We often hear of an analogy, which compares, rather, compresses the timeline of the universe to our annual calendar. The analogy, first made by Carl Sagan in 1977, says that if the universe was big-banged into existence on 1st January at midnight, then the first signs of life on Earth appeared in mid-September, the dinosaurs appeared on 25th December and were largely extinct by the next day, primitive human life appeared on the last day of the year about an hour and a half from midnight, agriculture happened about 30 seconds before the end of the year, and modern history, i.e., approximately the last 450-500 years, comprises only the last second of this long cosmic calendar.
In no way should this comparison serve to diminish our sense of self-being; if anything, we should feel enhanced. It is the last second that is the most difficult, in which man can become the most self-destructive - so afraid is he of meeting his destination, that he would rather prefer, as vain as he is, to go out by his own hand. I once heard an anecdote of a prisoner, who had served a long sentence, and who, on the day before his release, killed himself - so unbearable - had the tension and suspense become to him that he no longer had the courage to imagine life beyond the prison yard.

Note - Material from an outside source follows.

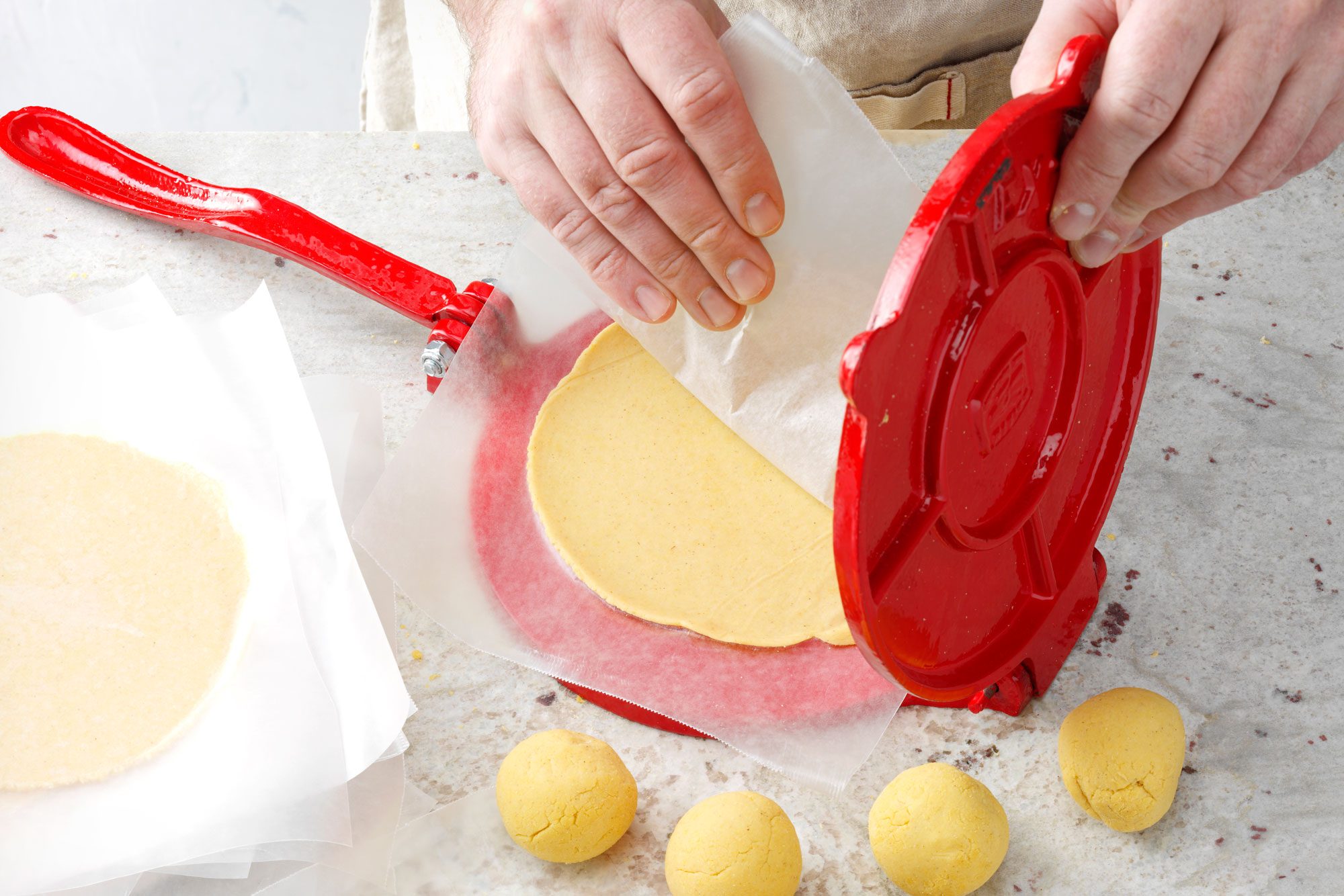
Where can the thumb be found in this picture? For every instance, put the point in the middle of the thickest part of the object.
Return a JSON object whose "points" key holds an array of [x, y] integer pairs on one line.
{"points": [[1058, 24]]}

Yes, life will go on - even after us and without us. And, we shall find it in our beneficent souls that we would always prefer to have it that way - that life must go on. For, the idea and essence of life is too limitless to be limited by an ill-fitted ‘cosmic year’ constructed upon a standard calendar. The lesson is that it is us - you, I - who need to ensure that this continuity remains unimpeded, and to that end, we must contribute our parts.